Methotrexate can be given post-operatively if there is inadequate reduction in HCG levels where retained trophoblastic tissue is suspected. It has been recommended that post-operative methotrexate should be reserved for the few patients in whom the HCG concentration does not decrease by 15% within 48 hours [15].

The main concern about laparoscopic surgery for interstitial pregnancy is the risk of rupture in future pregnancy. As it is a novel method of treatment, there is insufficient data to demonstrate its safety for future pregnancy. Cases of cornual ruptures have been reported [16]. Good surgical technique and keeping diathermy use to a minimum to reduce adjacent tissue damage will likely reduce this risk. A retrospective review of 52 cases of laparoscopic surgical treatment of interstitial pregnancy has provided some promising results [17]. The 52 cases were followed up for at least 18 months. Eighteen women managed to become pregnant and 10 had pregnancies beyond 24 weeks gestation.
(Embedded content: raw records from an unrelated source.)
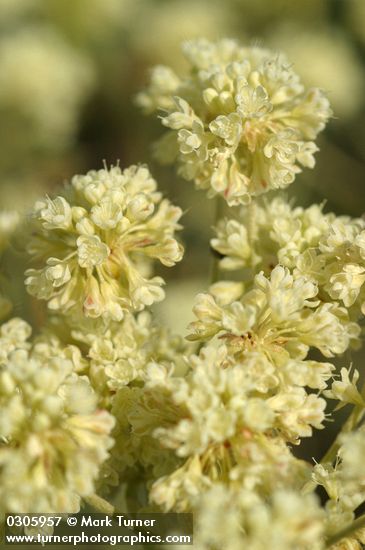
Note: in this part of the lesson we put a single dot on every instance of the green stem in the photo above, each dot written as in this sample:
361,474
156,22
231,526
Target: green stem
350,530
100,504
218,211
353,420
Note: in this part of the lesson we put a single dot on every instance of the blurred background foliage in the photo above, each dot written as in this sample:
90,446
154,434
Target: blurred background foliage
70,70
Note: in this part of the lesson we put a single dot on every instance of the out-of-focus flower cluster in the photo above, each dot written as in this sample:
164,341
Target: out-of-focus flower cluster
53,436
95,243
241,122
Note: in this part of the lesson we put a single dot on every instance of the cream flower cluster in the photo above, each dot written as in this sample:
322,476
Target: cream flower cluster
326,249
289,519
240,123
94,243
119,352
53,437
There was no report of any uterine rupture or dehiscence. For women who wish to have another pregnancy, sonohysterography has been recommended to look for myometrial thinning [18]. Careful monitoring of all subsequent pregnancies is essential and caesarean delivery is highly recommended.

The second main concern of the laparoscopic surgical treatment of interstitial pregnancy is the risk of major haemorrhage. In this case study, the wedge resection was performed using the ligasure laparoscopic sealer/divider forceps. This forceps offers average seal cycles of 2-4 seconds with effective haemostasis and minimal adjacent tissue damage of <5 mm. It significantly reduces blood loss and operation time [19-21].
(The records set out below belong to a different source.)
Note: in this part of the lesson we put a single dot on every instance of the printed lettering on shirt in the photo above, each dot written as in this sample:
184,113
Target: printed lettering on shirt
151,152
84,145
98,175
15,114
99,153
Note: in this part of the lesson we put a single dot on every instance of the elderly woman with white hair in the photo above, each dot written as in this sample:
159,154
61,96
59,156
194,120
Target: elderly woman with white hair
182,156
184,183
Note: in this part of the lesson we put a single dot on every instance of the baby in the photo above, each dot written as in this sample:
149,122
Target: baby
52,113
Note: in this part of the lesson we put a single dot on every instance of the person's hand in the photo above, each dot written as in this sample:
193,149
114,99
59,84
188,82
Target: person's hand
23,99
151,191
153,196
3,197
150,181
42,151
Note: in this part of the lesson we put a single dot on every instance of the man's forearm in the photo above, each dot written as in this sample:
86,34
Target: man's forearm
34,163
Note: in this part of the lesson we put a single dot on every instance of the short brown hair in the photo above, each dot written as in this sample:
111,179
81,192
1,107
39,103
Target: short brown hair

The third main concern of the laparoscopic method of treating interstitial pregnancies involves the length of time of operation. Currently, most laparoscopic repairs of interstitial pregnancy were by interrupted figure of 8 stitches, involving multiple knot tying. This is time consuming and laparoscopic knot tying is a relatively difficult technique to master. In this case study, by using the O V-Loc suture, the barbed suture ensures tension is maintained in between each stitch, much like an open procedure. A continuous stitch therefore can be performed, maintaining tension throughout the whole wound closure. Knot tying is not required at all as the stitch is self-holding. This ensures more secure tissue approximation, haemostasis and reduces operation time considerably [22].

In conclusion, with the appropriate patients, setting and in the presence of experienced laparoscopic surgeons, laparoscopic management for interstitial pregnancies may be considered a preferable option.